Year in Review

According to Ethan Watrall over on ProfHacker, I should write an end-of-semester blog post right about now.  I’ll go a bit further back, however, and share some highlights from the whole year…

  • My book, Teaching with Classroom Response Systems, was published by Jossey-Bass back in February.  The book peaked briefly in the top 2000 books on Amazon, spending most of the year in the top 50,000.  As of early November, almost 2000 copies of the book had been sold.  I’m sure with the holiday buying season, that number has skyrocketed!  (It’s now a whopping 14% off on Amazon.)  Speaking of Amazon, if you’ve read the book and liked it and are so inclined, I wouldn’t mind another positive review or two on Amazon.
  • I was interviewed about the book by Inside Higher Ed, The Chronicle of Higher Education, and The National Teaching & Learning Forum.  Each of those interviews led to a spike in book sales on Amazon, by the way, so press coverage matters when you’ve written a book.
  • Thanks to the book’s release, I was invited to give a number of talks on teaching with clickers this year.  I spoke at the Abilene Christian University ConnnectEd Summit in February, the Muskegon Community College Math & Technology Workshop (from a distance) in August, the University of Iowa’s Clicker User Conference in September, the Turning Technologies National User Conference in October, and at Youngstown State University in October.  Online, I presented a Turning Technologies webinar, two three-part webinars for the TLT Group, and a webinar on engaging students through questioning for Higher Ed Hero.
  • Meanwhile, I talked about clickers at a few conferences, too.  Colleagues from Carroll College and I presented a minicourse on clickers at the Joint Mathematics Meetings in DC in January, I talked about teaching statistics with clickers at the MAA Southeastern Section Conference in March, and I led a session on supporting faculty use of clickers at the POD Network Conference in Houston in October.
  • I had a busy year teaching, too.  In my position, I usually teach one course each academic year.  This year it happened that I taught linear algebra in the spring semester and again in the fall semester.  Since I taught a course on the history and mathematics of cryptography this summer as an overload, that meant I taught in each of the three semesters in calendar year 2009.  And, naturally, I blogged about my use of clickers in each course: linear algebra here, here, here, and here and cryptography here and here.
  • I wrote 104 blog posts in 2009 (counting this one), as well as 1,856 tweets (so far).  2009 was my first year on Twitter.  I joined back in February during the Abilene ConnectEd Summit to participate in the conference backchannel.  It took me a few weeks to get going on Twitter, but once I found some interesting people to follow, I started tweeting more and more frequently.  I’ve enjoyed participating in the Twitter community.  It’s been a great place for networking and keeping up-to-date on educational technology news.

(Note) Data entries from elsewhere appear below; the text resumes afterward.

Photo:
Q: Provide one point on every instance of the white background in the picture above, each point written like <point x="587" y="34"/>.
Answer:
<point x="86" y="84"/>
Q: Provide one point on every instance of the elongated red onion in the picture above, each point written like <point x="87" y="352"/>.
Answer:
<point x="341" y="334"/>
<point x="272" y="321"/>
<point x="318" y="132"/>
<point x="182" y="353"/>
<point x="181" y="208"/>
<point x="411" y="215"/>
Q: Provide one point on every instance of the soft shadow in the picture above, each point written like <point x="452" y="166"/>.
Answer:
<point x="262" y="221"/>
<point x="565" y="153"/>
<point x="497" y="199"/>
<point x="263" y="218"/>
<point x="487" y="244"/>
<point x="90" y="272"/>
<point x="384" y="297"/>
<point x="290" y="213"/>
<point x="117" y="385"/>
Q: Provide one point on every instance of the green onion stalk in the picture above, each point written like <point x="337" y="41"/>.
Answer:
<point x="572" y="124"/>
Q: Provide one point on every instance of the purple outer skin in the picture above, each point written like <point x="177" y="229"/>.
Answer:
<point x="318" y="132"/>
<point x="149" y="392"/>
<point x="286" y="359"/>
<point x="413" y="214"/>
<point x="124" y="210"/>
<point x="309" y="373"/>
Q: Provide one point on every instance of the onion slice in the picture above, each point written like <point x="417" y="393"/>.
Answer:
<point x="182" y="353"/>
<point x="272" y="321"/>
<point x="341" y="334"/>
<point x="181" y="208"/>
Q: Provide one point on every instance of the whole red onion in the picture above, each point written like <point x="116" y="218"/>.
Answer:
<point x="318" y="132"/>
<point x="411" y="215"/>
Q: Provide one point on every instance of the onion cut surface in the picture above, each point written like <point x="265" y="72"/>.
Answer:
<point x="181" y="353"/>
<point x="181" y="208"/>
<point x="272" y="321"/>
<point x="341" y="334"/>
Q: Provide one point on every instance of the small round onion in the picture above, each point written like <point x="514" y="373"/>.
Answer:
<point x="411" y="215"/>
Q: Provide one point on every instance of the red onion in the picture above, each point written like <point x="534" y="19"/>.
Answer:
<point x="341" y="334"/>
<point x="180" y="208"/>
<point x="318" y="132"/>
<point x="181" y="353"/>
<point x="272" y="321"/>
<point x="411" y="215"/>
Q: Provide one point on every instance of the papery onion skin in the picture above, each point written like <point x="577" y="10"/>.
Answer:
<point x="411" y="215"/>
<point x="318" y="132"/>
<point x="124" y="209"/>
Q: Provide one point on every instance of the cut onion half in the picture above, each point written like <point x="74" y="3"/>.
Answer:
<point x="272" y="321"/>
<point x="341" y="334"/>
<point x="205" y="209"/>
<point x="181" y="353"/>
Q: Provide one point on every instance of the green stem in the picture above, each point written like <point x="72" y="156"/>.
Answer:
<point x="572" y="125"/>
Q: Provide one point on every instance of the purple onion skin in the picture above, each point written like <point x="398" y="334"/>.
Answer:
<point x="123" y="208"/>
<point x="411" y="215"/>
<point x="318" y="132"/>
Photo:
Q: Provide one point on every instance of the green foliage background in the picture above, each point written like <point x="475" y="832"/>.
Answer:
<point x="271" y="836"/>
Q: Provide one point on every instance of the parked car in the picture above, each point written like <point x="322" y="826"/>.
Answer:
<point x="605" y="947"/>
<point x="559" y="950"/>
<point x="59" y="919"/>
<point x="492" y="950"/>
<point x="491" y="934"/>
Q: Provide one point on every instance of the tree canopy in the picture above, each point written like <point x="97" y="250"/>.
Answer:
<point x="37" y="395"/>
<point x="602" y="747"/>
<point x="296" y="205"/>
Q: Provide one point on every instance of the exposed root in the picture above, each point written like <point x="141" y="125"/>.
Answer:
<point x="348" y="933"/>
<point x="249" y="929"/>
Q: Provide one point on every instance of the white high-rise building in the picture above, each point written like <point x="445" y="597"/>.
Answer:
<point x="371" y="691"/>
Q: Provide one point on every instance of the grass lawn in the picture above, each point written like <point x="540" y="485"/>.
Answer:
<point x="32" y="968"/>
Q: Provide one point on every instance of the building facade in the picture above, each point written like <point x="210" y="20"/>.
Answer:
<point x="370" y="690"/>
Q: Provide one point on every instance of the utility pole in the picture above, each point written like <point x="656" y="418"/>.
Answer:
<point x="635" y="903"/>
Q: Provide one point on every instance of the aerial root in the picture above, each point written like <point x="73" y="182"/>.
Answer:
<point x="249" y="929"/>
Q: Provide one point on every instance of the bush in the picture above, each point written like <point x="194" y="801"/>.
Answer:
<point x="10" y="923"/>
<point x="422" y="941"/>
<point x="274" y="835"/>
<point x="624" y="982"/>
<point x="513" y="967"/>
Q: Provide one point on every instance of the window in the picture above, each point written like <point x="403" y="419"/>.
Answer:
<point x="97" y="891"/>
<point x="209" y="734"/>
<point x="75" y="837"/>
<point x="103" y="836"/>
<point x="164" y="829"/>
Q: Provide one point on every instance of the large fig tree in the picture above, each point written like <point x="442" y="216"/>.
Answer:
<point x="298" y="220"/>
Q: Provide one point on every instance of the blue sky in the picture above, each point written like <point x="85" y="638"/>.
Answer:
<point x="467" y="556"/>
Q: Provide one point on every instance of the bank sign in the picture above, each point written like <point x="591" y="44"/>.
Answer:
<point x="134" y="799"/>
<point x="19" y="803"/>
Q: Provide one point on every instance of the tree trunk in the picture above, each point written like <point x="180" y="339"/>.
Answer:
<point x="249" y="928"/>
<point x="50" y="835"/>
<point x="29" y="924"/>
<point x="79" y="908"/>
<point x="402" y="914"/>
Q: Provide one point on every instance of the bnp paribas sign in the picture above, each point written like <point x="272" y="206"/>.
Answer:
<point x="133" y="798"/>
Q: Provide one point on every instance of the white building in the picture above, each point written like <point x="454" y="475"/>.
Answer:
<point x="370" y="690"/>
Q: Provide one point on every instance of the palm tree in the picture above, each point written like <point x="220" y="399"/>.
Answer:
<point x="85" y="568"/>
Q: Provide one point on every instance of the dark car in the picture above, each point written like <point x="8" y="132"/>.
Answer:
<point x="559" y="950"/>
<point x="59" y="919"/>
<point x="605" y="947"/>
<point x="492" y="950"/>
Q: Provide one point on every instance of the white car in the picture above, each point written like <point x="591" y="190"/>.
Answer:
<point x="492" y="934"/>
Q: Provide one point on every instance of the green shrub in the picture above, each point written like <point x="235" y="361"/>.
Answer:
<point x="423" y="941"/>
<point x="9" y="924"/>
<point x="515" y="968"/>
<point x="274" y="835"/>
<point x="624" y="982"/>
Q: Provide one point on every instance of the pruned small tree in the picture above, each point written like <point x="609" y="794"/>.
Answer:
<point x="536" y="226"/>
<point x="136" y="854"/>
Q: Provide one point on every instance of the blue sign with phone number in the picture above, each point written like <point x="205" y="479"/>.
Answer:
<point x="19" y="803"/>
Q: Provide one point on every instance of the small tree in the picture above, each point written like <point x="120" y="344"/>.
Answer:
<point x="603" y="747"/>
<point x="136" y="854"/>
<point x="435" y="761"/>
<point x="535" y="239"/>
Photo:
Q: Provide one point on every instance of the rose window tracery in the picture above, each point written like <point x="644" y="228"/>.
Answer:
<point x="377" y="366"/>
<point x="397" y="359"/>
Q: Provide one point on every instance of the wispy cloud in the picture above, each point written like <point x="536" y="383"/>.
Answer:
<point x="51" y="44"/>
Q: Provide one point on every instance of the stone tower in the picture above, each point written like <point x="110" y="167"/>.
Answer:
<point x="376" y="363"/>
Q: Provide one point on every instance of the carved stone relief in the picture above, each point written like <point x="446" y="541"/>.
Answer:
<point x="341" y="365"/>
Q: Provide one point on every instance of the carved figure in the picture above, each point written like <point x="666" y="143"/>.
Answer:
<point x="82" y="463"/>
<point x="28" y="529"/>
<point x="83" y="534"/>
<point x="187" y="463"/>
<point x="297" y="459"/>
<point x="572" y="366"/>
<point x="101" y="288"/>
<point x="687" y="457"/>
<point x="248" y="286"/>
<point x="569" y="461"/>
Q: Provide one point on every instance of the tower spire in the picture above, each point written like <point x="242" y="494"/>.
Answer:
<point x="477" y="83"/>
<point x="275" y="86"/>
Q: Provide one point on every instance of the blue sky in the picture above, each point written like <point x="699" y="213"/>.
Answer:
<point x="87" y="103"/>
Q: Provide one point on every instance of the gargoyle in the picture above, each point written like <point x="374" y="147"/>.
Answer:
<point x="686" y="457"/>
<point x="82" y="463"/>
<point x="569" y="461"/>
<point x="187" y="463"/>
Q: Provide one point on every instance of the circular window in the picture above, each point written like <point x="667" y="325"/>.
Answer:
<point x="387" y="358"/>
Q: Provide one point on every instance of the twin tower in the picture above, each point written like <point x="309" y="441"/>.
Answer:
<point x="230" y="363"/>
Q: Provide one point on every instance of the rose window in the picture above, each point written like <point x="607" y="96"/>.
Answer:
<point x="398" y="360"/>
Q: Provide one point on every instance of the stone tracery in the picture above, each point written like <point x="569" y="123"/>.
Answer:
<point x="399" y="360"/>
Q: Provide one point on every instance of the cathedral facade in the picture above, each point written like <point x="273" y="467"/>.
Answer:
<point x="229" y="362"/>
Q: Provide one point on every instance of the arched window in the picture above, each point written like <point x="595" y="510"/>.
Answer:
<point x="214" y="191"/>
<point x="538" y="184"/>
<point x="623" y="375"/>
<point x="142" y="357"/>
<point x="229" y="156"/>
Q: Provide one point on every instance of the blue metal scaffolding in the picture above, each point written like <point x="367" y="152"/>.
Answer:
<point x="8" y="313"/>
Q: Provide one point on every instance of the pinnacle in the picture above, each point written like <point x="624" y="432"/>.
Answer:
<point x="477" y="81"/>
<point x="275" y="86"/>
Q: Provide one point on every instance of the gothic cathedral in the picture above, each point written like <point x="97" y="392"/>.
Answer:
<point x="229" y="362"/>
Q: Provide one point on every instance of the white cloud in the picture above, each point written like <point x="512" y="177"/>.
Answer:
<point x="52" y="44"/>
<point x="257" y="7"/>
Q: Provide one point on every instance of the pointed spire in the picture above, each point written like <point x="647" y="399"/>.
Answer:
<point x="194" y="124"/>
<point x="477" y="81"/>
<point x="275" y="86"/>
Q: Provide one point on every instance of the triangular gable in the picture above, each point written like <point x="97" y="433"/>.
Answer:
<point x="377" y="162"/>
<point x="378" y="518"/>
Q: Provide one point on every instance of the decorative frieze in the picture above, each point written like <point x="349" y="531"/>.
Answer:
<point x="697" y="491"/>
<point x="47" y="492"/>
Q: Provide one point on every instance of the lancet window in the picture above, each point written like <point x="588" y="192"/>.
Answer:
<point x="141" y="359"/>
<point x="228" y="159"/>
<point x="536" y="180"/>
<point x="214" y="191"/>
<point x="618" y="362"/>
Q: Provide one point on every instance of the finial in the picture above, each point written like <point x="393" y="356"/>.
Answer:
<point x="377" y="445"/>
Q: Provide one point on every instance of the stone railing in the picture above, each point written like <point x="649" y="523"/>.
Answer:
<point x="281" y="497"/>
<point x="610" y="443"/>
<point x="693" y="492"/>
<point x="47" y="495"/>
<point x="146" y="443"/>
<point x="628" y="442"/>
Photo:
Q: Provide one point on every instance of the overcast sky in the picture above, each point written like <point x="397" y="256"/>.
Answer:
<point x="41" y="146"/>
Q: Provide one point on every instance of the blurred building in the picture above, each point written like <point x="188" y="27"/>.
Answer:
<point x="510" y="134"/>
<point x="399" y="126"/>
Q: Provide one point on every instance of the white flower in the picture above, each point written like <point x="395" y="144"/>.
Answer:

There was more, certainly, but those are the highlights!

I’m looking forward to an exciting 2010.  I’m co-leading another minicourse at the Joint Mathematics Meetings in San Francisco in January and facilitating a contributed paper session on clickers there, too.  I’m also a keynote speaker at the Nova Southeastern University Health Professions Educational Research Symposium in Ft. Lauderdale in January and at the University of Louisville’s Clickers in the Classroom Conference in June.  I have a few other things cooking for 2010, including a contribution to the POD Network’s Essays in Teaching Excellence series on encouraging deep learning with clicker questions.

Judging from activity on Twitter today, it seems a number of you haven’t yet taken off for the holidays.  However, I’m going to take the next two weeks off from blogging.  Don’t worry, I’ve already got a post in the hopper for January.  See you then.